Let me give you a “What if?” question. What if there was no smoking? I don’t mean “no smoking”, like “no smoking indoors”, or “no smoking around the kids”. I mean really, no smoking at all, in the whole country. Not that you aren’t allowed to--it’s not against the law--but because virtually no one in the whole country smokes. In fact, THAT’S exactly what Canada has said it’s going to do.
This could be the last generation where any Canadian smokes cigarettes.
How does that make you feel? Do you hate smoking? Do you love it? For many people, smoking is the one relationship they know should end, but can’t or don’t really want to even though they know it would be better in the long run. Whether you smoke like a chimney or never took a puff in your life, most people know it’s bad for you. Smoking is different from other behaviours that can be harmful because smoking is ALWAYS harmful.

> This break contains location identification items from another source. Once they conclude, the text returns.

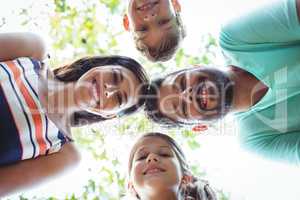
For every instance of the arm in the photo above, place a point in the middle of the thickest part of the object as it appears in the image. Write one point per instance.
(30, 172)
(298, 9)
(15, 45)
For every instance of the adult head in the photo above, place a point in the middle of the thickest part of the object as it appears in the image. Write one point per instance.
(105, 87)
(190, 96)
(158, 168)
(156, 26)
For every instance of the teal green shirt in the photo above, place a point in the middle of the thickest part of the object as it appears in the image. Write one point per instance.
(266, 43)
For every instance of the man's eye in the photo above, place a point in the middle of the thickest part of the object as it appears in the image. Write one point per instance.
(164, 21)
(142, 29)
(119, 98)
(183, 83)
(141, 157)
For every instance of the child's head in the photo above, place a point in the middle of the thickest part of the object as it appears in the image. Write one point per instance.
(156, 27)
(157, 166)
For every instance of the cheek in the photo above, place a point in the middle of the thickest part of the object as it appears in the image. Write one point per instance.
(136, 173)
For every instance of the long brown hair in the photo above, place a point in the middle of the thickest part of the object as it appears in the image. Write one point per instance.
(197, 189)
(74, 71)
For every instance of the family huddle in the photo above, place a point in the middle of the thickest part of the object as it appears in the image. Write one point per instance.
(260, 86)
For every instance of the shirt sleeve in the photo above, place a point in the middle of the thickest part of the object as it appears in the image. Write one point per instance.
(275, 146)
(264, 41)
(272, 24)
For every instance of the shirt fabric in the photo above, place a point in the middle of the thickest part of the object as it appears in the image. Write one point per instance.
(25, 130)
(266, 43)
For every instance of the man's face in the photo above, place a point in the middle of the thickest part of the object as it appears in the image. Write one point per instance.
(196, 94)
(152, 20)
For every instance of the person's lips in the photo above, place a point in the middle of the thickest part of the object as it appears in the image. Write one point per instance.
(202, 96)
(148, 5)
(153, 169)
(96, 91)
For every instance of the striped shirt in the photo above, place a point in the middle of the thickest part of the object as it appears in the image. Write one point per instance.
(25, 130)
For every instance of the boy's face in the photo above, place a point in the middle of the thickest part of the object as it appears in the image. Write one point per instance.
(151, 20)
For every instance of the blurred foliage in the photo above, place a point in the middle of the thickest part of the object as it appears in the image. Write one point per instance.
(79, 28)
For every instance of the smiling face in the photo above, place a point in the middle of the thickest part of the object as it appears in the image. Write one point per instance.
(155, 167)
(196, 94)
(152, 21)
(107, 90)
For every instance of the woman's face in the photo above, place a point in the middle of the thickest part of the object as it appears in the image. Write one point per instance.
(155, 167)
(107, 90)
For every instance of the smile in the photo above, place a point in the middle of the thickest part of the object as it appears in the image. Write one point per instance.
(203, 96)
(147, 6)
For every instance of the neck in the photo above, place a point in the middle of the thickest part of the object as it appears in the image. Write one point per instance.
(247, 91)
(56, 96)
(61, 97)
(161, 195)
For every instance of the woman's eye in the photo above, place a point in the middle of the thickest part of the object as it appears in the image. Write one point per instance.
(142, 29)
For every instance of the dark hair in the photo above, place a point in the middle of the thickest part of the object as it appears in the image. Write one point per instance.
(152, 101)
(74, 71)
(197, 189)
(168, 46)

I’ve heard it said that “sitting is the new smoking” and “sugar is the new smoking”. Nope, not really… smoking is still the one and only smoking. Others aren’t harmed by second-hand sit and the occasional jelly donut is fine with balanced eating patterns, but every single cigarette does you damage and as a nation, it’s killing us. Even with a fairly steady decline in the smoking rate over the past 50 years, there are still 45,000 smoking-related deaths every year in our country. That’s about 18% of deaths in Canada! And it continues to be the number 1 cause of preventable death worldwide.

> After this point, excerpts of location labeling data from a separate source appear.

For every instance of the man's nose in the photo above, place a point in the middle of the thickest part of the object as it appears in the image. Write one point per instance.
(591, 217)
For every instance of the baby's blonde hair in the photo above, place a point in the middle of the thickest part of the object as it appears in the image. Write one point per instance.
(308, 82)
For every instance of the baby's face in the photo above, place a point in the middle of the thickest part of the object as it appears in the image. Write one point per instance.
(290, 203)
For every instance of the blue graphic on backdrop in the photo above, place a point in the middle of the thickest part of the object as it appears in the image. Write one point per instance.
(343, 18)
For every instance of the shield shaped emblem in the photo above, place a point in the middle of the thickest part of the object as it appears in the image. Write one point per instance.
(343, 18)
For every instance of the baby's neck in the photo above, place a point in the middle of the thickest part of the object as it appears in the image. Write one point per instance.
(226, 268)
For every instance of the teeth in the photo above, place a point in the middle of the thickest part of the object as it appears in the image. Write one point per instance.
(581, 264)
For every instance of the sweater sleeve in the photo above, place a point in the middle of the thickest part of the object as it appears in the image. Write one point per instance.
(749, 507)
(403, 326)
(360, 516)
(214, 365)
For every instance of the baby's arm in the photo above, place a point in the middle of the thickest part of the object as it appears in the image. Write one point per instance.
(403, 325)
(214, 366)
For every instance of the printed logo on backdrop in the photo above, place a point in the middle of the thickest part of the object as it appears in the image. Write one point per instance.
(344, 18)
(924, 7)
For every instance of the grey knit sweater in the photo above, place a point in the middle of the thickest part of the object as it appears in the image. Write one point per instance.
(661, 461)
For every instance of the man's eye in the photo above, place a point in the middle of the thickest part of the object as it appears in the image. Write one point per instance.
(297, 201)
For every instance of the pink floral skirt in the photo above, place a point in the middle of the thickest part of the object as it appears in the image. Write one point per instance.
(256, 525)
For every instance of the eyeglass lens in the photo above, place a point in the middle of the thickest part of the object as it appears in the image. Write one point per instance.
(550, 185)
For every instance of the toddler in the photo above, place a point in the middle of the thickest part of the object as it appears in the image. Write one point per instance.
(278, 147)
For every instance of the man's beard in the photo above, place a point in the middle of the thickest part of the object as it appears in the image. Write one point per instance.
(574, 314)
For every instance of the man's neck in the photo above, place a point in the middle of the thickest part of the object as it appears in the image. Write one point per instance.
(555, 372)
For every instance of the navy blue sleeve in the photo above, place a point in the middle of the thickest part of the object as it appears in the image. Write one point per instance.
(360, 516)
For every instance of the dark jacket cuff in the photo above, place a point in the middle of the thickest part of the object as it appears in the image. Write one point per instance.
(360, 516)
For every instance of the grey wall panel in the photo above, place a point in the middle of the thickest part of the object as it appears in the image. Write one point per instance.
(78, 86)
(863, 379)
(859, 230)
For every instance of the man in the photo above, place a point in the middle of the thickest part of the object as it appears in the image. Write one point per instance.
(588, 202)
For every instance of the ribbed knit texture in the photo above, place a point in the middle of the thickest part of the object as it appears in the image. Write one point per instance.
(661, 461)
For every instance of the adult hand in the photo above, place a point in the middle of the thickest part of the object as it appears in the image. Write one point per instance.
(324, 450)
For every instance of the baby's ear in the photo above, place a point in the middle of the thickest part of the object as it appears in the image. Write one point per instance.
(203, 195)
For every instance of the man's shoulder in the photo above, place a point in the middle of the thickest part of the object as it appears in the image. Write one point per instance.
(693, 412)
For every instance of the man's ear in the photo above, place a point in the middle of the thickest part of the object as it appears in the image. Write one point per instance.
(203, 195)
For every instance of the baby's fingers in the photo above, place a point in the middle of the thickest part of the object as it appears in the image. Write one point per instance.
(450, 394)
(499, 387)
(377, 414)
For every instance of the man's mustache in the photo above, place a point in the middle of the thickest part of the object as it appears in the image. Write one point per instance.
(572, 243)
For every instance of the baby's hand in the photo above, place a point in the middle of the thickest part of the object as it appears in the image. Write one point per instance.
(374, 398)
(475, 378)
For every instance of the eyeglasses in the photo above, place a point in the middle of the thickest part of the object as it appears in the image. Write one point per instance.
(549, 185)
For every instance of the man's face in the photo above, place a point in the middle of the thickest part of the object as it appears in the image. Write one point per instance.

For all of these reasons, Canada has had enough. Enough of people dying painful and preventable deaths. Enough of health care costs in the BILLIONS that can be directly attributed to smoking. There is a common misconception that the government just LOVES all those tax dollars, but they don’t even come close to covering the health care costs. The federal government has committed to the goal of less than 5% of Canadians smoking by 2035.

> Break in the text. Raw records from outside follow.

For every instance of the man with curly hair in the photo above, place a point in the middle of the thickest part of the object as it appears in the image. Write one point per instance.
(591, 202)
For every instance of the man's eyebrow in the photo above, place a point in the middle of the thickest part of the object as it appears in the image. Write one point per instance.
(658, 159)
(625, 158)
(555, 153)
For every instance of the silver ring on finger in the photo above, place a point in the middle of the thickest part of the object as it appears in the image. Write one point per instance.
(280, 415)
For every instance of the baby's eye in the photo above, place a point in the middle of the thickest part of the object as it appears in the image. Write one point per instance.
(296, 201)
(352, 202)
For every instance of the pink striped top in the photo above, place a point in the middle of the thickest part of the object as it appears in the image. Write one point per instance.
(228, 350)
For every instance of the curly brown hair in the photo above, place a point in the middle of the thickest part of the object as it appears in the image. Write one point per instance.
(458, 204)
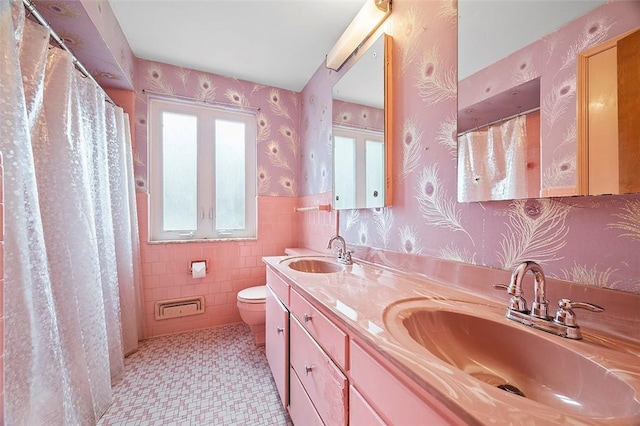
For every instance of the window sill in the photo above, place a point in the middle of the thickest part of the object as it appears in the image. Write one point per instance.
(206, 240)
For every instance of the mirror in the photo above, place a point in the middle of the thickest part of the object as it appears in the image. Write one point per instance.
(361, 132)
(522, 74)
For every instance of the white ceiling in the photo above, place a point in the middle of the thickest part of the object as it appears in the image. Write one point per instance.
(278, 43)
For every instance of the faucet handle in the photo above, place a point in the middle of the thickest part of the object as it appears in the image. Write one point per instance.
(516, 303)
(565, 314)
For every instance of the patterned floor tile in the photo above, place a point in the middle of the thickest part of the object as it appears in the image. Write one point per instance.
(206, 377)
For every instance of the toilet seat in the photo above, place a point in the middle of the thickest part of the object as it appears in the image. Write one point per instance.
(255, 294)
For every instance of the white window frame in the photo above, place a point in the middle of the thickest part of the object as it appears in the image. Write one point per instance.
(206, 115)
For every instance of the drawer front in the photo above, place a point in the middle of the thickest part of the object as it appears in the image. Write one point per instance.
(301, 409)
(328, 335)
(279, 287)
(395, 403)
(323, 381)
(277, 344)
(360, 412)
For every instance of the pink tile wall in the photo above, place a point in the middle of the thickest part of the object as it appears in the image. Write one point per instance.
(316, 227)
(233, 266)
(1, 291)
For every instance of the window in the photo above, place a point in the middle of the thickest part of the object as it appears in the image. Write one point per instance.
(358, 168)
(202, 172)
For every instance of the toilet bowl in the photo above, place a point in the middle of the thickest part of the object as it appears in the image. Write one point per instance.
(251, 304)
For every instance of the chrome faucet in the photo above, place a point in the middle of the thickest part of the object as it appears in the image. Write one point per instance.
(540, 305)
(563, 324)
(344, 256)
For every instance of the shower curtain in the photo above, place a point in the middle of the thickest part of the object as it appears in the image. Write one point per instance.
(492, 162)
(70, 262)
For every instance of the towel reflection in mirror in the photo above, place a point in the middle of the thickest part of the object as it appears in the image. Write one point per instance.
(493, 162)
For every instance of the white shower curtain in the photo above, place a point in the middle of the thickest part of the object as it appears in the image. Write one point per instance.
(492, 163)
(70, 264)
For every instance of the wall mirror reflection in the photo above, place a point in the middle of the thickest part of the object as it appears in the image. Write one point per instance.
(361, 143)
(517, 94)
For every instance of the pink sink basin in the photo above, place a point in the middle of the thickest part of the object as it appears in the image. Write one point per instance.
(568, 376)
(315, 266)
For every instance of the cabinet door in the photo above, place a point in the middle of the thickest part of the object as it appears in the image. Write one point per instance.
(301, 409)
(392, 400)
(277, 344)
(323, 381)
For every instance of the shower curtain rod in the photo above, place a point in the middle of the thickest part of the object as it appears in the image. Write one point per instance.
(500, 120)
(28, 4)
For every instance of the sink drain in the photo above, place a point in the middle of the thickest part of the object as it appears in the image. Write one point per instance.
(511, 389)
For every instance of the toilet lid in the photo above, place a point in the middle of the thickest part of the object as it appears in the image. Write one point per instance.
(255, 294)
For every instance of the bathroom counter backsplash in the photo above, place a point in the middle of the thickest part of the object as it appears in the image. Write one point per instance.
(359, 296)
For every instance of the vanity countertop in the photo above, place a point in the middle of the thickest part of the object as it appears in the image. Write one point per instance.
(362, 294)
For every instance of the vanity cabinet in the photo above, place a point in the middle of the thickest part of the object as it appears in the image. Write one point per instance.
(324, 384)
(277, 343)
(325, 377)
(385, 394)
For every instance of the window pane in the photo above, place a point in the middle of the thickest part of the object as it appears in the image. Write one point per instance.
(230, 174)
(344, 171)
(179, 167)
(374, 153)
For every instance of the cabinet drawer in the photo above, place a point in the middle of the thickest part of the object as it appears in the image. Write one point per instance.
(395, 403)
(323, 381)
(329, 336)
(279, 287)
(360, 412)
(301, 409)
(277, 344)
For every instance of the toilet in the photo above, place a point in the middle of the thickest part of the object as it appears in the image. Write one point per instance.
(251, 304)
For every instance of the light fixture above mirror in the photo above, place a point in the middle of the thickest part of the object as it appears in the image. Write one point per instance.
(370, 17)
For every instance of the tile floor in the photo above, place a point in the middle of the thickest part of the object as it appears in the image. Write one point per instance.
(207, 377)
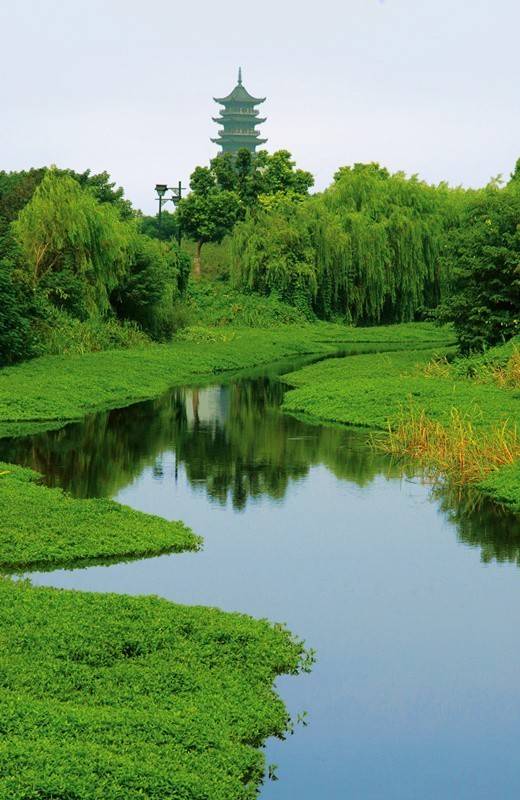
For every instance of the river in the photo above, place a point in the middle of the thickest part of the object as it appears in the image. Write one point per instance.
(408, 597)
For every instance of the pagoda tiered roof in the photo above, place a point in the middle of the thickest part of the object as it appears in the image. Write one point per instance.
(238, 119)
(239, 95)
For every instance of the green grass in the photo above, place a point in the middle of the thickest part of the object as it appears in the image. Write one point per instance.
(395, 390)
(504, 487)
(45, 528)
(105, 697)
(56, 389)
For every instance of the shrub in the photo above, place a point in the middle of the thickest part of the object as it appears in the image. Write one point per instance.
(16, 335)
(484, 261)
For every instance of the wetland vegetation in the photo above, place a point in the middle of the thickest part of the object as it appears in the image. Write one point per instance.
(104, 695)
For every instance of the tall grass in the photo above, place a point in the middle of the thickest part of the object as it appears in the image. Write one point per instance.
(459, 451)
(508, 375)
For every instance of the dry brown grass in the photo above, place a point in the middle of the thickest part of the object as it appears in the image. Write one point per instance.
(458, 450)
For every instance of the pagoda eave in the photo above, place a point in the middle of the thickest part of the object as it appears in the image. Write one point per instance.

But how do we get there? Nationwide, about 18% of Canadians aged 12 and over smoke. So we have to drop the rate by about 1% per year to reach the goal… that sounds doable, right? The smoking rate is declining and has been for half a century; this must mean that relatively soon we’re going to be down to zero!
Not so fast.
Recently, the rate of decrease has begun to plateau. The downward trend is gradually leveling out, and the rate will decrease more slowly until the point that it remains steady if we just keep doing what we’re doing.
So what is the answer?
I hate to tell you, but it’s not something that’s going to happen overnight. There is absolutely nothing that we can do that will stop everyone from smoking tomorrow. Not giving out free patches. Not raising the age to sell to 25. Not even an outright ban for every tobacco industry product throughout the entire country. Nicotine dependence is that strong. How do we get people to stop using a drug that the U.S Surgeon General reported to be as addictive as heroin?
Don’t despair, friends. It can be done, but we all have to be on board. What we have to do is get to a place where people don’t want to smoke anymore. It needs to be more inconvenient to smoke, less difficult to quit, and completely unappealing to start.